Two interesting ones came out of Databricks last Wednesday, covering announcements made at the event. One discussed a new "Community Edition" of the company's cloud service. Another announced the addition of a new dashboard feature. On their own, these new offerings seem rather tactical. Taken together, though, and with the benefit of nine days of pondering, I've decided this is a pretty big deal.
To understand why, let's take inventory of what was actually announced and then try to understand it in terms of what Apache Spark offers natively and what else the Databricks cloud service offers.
Supporting the community Lots of open source-based products offer free community editions. And, since Spark is already open source, it's also already free to the community. What's not free, however, is the hardware needed to run it (even if in a simple development environment) or, in the case of a cloud service like Databricks', a cloud tenant for getting hands-on with it.
Databricks is attempting to close this gap by offering just such a free tenant. Sure, the infrastructure underlying it is what Databricks calls a "micro-cluster" and the company also calls out an explicit up-sell scenario to the paid tier. But the free environment sounds more than sufficient for getting hands-on with Spark and Databricks, and such a free tier is a necessary part of removing friction from adoption.
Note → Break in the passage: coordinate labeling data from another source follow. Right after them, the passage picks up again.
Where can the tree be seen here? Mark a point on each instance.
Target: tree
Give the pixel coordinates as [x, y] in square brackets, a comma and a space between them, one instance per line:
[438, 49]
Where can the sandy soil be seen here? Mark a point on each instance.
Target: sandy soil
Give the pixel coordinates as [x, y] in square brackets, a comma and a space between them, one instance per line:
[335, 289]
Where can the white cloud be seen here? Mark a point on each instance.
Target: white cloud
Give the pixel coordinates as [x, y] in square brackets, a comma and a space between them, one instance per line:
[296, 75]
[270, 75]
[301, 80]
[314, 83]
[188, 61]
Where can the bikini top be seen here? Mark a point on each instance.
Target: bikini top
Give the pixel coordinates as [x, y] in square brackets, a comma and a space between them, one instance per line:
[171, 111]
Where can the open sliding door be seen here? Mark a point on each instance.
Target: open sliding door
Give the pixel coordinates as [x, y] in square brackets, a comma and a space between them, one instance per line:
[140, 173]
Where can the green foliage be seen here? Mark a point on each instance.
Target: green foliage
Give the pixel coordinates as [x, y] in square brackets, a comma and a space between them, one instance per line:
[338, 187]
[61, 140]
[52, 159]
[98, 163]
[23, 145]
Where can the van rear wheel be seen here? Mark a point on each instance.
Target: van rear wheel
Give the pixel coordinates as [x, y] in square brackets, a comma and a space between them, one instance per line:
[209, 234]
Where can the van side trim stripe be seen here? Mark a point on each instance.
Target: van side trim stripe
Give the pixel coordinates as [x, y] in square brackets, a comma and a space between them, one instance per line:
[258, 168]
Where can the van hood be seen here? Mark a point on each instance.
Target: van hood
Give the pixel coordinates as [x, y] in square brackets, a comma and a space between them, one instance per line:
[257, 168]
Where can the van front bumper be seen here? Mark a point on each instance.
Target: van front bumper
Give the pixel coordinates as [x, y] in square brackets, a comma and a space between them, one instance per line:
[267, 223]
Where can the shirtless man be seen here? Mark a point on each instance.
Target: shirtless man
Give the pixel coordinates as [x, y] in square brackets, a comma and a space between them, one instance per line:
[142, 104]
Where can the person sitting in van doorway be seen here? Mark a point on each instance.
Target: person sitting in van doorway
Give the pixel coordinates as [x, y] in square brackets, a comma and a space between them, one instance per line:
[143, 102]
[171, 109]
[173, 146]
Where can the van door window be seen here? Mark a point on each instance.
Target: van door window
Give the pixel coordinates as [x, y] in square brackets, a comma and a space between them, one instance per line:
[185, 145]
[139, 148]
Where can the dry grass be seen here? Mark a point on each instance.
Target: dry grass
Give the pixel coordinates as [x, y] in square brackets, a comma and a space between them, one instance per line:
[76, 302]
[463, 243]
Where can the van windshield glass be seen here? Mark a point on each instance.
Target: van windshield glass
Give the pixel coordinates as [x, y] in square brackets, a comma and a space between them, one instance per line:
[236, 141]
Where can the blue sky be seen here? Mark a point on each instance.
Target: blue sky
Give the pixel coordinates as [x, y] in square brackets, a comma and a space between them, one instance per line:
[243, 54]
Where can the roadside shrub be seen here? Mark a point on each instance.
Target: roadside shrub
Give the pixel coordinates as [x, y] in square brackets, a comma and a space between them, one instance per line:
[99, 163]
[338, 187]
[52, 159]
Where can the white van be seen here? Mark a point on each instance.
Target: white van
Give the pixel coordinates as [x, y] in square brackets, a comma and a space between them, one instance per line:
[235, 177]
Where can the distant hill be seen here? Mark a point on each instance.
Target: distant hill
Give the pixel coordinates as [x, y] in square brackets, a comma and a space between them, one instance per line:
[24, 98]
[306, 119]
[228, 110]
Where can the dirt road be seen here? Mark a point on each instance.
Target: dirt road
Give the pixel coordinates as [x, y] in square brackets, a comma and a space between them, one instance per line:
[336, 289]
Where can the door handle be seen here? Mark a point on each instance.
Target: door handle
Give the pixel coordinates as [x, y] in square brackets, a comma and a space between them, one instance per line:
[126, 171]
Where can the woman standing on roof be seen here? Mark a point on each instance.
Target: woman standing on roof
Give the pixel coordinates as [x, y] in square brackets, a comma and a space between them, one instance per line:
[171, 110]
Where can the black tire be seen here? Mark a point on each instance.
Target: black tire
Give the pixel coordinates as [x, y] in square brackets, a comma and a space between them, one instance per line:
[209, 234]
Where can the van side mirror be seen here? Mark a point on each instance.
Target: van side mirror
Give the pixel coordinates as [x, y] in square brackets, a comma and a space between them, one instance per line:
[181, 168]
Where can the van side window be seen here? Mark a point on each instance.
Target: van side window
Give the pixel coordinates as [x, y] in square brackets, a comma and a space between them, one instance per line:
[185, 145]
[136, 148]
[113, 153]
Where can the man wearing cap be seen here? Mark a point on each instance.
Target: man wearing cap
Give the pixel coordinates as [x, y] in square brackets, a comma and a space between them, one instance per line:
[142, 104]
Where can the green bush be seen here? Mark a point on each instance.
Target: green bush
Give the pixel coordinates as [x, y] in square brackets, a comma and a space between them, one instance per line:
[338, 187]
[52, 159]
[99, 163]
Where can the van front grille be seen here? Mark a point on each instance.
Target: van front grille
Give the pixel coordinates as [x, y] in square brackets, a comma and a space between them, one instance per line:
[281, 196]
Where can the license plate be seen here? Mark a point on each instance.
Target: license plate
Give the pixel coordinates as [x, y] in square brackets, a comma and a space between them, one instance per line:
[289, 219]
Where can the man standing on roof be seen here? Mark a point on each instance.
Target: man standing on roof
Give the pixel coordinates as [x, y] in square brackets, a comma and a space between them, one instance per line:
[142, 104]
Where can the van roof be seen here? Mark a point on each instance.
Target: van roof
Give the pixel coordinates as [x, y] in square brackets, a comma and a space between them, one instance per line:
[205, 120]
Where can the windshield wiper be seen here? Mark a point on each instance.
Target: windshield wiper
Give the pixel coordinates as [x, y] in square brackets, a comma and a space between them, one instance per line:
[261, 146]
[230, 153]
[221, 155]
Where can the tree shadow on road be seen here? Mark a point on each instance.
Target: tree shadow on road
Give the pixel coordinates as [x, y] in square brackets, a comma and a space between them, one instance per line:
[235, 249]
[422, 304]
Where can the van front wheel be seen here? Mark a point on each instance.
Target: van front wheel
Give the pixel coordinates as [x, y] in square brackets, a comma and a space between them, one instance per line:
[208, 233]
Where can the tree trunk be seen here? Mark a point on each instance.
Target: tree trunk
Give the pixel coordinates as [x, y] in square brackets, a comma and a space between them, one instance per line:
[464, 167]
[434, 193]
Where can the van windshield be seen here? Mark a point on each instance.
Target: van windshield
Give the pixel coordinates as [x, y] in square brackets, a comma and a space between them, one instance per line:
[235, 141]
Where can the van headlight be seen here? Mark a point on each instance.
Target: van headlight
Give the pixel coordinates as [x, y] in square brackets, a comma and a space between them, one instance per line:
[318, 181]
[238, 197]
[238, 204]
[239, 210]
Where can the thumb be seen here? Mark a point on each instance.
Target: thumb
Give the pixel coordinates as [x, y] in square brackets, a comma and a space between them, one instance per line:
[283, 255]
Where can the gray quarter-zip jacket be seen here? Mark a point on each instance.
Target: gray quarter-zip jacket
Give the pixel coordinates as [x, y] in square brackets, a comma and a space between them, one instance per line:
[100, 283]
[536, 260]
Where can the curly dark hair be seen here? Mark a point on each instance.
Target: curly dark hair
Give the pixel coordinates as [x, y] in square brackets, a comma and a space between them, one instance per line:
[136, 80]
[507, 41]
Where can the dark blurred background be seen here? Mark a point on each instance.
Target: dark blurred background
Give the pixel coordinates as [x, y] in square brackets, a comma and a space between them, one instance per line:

The Community Edition will be launched as an invite-only beta, to which attendees of Spark Summit East will be the first to get access. Others interested in participating in the beta can sign up for the wait list. That's all well and good. But when Databricks Community Edition hits General Availability (GA) is when things will get interesting. Potentially, lots of curious developers and data power users could get hands-on almost immediately.
Eye on the dash The other announcement involved the addition of a dashboarding feature to the Databricks platform. Here too, the significance is larger than the announcement at first seems. In fact, one might wonder why Databricks didn't have a dashboarding feature already. And now that it does, it may seem that it's merely caught up with any number of self-service cloud BI products.
But that's the thing: Databricks isn't (or at least has not been) a self-service product at all. It's been a developer's product, providing command line access to the raw Apache Spark components as well as a "notebook" interface that is all the rage with developers, but kind of uninteresting to everyone else.
But what Databricks has now done is taken the notebook interface and added a graphical view to it, in the form of the new dashboard facility. Plus, the dashboards can be set up with a self-service UI for selecting parameter values and the like, and can be shared with non-developers via URL. Those non-developers can then have secured access (something else Databricks adds to raw Spark) and can start doing some data discovery work, even if it's limited.
All together now When you think about Spark, which includes the core engine, as well as built-in components for SQL query access, streaming data, graph processing and machine learning, you have an all-around developer platform for data. Layer on the Databricks cloud, and the need to muck around with the hardware infrastructure goes away. Add in dashboards that are shareable with non-developers, and you've got fledgling business user functionality.
Put all that in a low-end free tier, and you've got a service that can start to compete with the likes of Microsoft Power BI and other cloud BI offerings, that end users are free to experiment with. Granted, they won't get far with a developer to help them...but now the analyst can promote Spark to her developers, in addition to the reverse.
I've signed up for the Databricks Community Edition Beta. I'm eager to get my hands on it. The dashboard feature will need to be more than simple charting if Databricks wants to offer an all-in cloud analytics platform. Will it be more than that? Does Databricks want it to be?
I'll have the chance to find out, when I chat with Databricks Co-Founder and Executive Chairman, Ion Stoica (as well as Neha Narkhede, Co-Founder and Head of Engineering at Confluent -- the company behind Apache Kafka) on stage at the Structure Data conference in San Francisco on March 10th.